Table of Contents
Partnership Definition
A partnership is a business arrangement where two or more individuals or corporate bodies, called partners, agree to own and run an entity’s operations, sharing both the resultant profits and losses. A partnership may either be a service provider like a law partnership firm or provide goods.
Partnership Explained
In a partnership, there is co-owning of management. Co-owning extends further to incomes or even losses made by the partnership body in question. Partners may either be general partners or limited partners given in the deed while forming the partnership. Various forms of partnership businesses are available for aspiring partners to form.
Can a Company Enter into Partnership?
Yes, a company can enter into a partnership. The reason is simple; companies are artificial persons. An artificial person can enter into a partnership alongside a natural person. Companies are identified as artificial persons under their memorandum of association and hence a company is eligible to enter into a partnership.
Can a Partnership Company Enter into Partnership?
No, a partnership company is neither a natural person nor an artificial person. Partnerships are considered as an extension of either the natural person or the artificial person who forms a partnership.
Characteristics of a Partnership
1. Limited life span
A partnership is formed with a specific purpose with a well-defined period of operations.
Usually, a major partner’s death, insanity, or insolvency terminates the partnership operations unless clearly defined by the partnership deed.
2. Partners are agents
In a partnership, all the partners are agents of the partnership. Any contract signed by one of the partners mutually binds all other partners in the business. Although a partnership may limit a partner’s ability to contract, this only proves efficient if the third party is aware.
3. Unlimited liability
If the partnership incurs debts and other liabilities, the partners may be called on to give their assets to settle such claims. In any case, the partnership’s assets cannot fully settle the debts. This is the case for general partnerships.
However, a limited partnership has two types of partners, with at least one general partner while the other partners may have limited liability, protecting them from using their assets in case the partnership runs into debts.
4. Ownership and control is by partners
A partnership is run and managed by the partners making the business and the owners one entity. A partnership is inseparable from partners. Partnerships do not exist as artificial entities but rather as an extension of partners.
5. Definite membership
The minimum number of people to form a partnership is two. The maximum number of partners was 10 and 20 for those in banking. However, the maximum number was increased to 100 by the Companies Act 2013.
How to Form a Partnership
Partnerships are easy to form. Generally, it may be formed through the following steps:
Step 1: Choosing the best type of a partnership
This is a crucial step since it addresses the partnership’s where, when, and why questions.

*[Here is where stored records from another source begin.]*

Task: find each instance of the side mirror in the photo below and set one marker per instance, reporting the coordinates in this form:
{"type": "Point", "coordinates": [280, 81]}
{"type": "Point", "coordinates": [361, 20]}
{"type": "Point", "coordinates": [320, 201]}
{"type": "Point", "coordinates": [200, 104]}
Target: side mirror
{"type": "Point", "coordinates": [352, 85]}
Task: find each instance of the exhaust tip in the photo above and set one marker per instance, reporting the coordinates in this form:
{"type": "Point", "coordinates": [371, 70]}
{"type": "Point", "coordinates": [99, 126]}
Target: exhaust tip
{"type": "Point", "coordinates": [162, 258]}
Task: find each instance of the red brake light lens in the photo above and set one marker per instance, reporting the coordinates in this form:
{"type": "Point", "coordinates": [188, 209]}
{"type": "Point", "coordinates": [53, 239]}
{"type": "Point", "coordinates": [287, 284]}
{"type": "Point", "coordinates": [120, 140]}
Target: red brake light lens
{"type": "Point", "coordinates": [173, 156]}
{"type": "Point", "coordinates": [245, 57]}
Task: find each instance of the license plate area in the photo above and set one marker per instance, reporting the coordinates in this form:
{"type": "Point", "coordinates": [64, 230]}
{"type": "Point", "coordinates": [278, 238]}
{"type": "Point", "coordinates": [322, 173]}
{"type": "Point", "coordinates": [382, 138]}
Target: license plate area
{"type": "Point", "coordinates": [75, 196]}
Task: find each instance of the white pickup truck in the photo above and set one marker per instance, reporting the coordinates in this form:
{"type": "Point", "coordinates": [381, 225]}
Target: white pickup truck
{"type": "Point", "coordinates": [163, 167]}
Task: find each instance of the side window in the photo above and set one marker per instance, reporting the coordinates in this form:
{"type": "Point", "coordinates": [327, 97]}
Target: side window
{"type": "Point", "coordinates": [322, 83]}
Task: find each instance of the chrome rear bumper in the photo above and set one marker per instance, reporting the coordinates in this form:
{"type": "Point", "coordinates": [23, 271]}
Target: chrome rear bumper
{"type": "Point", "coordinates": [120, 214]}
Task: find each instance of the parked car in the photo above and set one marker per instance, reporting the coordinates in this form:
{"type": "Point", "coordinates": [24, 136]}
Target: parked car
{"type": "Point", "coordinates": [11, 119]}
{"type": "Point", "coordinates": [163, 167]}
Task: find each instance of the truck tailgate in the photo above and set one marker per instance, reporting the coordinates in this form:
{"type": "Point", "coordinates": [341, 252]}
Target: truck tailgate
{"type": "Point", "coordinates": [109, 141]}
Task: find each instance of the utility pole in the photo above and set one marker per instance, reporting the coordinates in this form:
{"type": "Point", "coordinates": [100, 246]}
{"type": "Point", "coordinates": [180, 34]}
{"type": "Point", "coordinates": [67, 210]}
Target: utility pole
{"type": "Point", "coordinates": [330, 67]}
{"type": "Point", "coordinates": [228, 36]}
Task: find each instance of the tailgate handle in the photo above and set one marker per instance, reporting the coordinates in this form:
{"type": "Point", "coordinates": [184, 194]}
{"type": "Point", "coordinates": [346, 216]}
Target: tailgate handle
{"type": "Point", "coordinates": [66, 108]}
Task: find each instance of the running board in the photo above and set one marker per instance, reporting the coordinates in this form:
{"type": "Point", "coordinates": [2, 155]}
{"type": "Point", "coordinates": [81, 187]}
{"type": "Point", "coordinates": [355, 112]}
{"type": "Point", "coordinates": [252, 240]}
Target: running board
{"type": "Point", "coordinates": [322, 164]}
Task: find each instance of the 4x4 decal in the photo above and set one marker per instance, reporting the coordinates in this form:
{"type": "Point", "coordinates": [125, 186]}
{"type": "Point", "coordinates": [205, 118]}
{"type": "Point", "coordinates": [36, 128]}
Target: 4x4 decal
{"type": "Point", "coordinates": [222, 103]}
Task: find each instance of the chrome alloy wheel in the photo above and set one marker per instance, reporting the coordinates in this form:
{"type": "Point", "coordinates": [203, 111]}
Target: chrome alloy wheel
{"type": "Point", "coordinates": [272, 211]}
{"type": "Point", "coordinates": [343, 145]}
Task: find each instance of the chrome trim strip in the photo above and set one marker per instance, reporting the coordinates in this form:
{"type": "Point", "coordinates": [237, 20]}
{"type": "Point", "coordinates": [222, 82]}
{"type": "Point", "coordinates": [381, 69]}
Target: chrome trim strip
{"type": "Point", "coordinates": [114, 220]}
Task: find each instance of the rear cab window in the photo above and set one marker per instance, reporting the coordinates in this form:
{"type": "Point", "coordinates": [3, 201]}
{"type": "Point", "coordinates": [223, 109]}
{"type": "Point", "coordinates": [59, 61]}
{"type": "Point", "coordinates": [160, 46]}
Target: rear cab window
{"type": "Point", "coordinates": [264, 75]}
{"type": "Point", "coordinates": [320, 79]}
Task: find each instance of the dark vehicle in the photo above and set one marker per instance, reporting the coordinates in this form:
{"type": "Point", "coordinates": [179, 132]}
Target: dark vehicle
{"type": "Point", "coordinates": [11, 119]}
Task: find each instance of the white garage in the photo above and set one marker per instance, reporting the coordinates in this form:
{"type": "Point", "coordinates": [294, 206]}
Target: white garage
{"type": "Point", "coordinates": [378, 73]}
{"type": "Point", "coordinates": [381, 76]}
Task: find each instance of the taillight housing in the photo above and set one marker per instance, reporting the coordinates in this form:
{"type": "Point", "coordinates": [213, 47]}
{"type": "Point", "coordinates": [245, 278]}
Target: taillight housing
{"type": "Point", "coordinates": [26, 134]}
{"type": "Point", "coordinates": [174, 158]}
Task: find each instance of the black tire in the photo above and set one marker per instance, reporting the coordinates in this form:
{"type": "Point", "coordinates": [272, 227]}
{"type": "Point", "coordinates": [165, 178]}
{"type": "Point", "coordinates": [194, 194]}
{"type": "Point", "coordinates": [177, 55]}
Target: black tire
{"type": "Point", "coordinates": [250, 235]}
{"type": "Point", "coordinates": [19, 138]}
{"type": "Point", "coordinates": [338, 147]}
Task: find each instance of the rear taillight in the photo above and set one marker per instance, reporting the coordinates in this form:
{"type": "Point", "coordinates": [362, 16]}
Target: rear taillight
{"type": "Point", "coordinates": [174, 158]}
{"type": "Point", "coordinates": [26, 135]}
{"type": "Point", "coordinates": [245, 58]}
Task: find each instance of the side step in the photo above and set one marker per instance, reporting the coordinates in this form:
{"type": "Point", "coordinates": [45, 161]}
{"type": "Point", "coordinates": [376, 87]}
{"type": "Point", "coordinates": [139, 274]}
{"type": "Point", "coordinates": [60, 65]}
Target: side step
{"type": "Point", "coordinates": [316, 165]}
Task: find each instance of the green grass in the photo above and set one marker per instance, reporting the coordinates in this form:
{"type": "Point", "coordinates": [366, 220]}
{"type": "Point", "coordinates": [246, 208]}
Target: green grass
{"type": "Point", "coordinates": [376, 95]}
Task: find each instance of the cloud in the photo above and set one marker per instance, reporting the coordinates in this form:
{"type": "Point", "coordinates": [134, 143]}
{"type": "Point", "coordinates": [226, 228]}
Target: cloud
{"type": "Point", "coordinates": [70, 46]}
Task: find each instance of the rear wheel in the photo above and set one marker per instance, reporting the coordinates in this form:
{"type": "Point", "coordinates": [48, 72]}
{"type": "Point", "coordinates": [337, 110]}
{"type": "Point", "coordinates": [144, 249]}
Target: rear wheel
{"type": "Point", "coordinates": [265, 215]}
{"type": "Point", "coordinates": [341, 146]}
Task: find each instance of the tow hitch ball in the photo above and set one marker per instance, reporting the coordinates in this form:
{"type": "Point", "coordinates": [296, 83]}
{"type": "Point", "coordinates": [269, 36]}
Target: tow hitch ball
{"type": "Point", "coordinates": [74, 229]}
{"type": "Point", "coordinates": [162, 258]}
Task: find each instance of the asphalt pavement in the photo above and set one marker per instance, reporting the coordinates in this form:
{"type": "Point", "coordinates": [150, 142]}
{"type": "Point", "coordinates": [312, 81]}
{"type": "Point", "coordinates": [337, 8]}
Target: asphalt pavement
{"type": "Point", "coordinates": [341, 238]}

This step requires the prospective partners to draft out a mission and a vision for the partnership, which will guide them on the best structure of a partnership to adopt.
Step 2: Signing partnership deed (Agreement)
The partners should then sign a partnership deed or an agreement, and it should contain:
- Partners and terms of contractual obligations
- Division of the partnership among the partners
- Management and other key responsibilities
- Problems solving and dispute management
- Appropriation of profits and losses
The partnership agreement is a legally binding document used to register partnerships.
Step 3: Naming the business entity
The partnership’s name should reflect the partnership’s operations or, consequently, a name chosen after consultations among the partners and agreed upon. The name, however, should not be that of an already existing business entity or a state-owned organization.
Step 4: Registration of the partnership
The relevant certification should be availed to the registrar for proofreading and registration. The type of partnership should be designated after the partnership’s name specifying whether it is a limited partnership, limited liability partnership, or a general partnership.
Step 5: Business commencement
The partnership may begin operations after being awarded the certificate of registration.
How do Partnership Raise Funds?
Sources of funds for a partnership are:
1. Personal savings
This is the amount an individual has at their disposal. A prospective partner may surrender such savings to start a partnership.
2. Retained earnings
Profits made by their partnership may be appropriated back into the partnership to help in funding.
3. Working capital
This is a short-term fund. It is obtained by subtracting the firm’s current liabilities from the current assets. This is used to finance the short-term goals of the firm.
4. Bank loans
The partners may approach a commercial bank for a loan. However, the partner taking the loan may still have to pay the loan back if the partnership becomes bankrupt due to unlimited liability.
5. Sale of assets
The partnership may dispose of some of its assets to obtain finance to run the firm.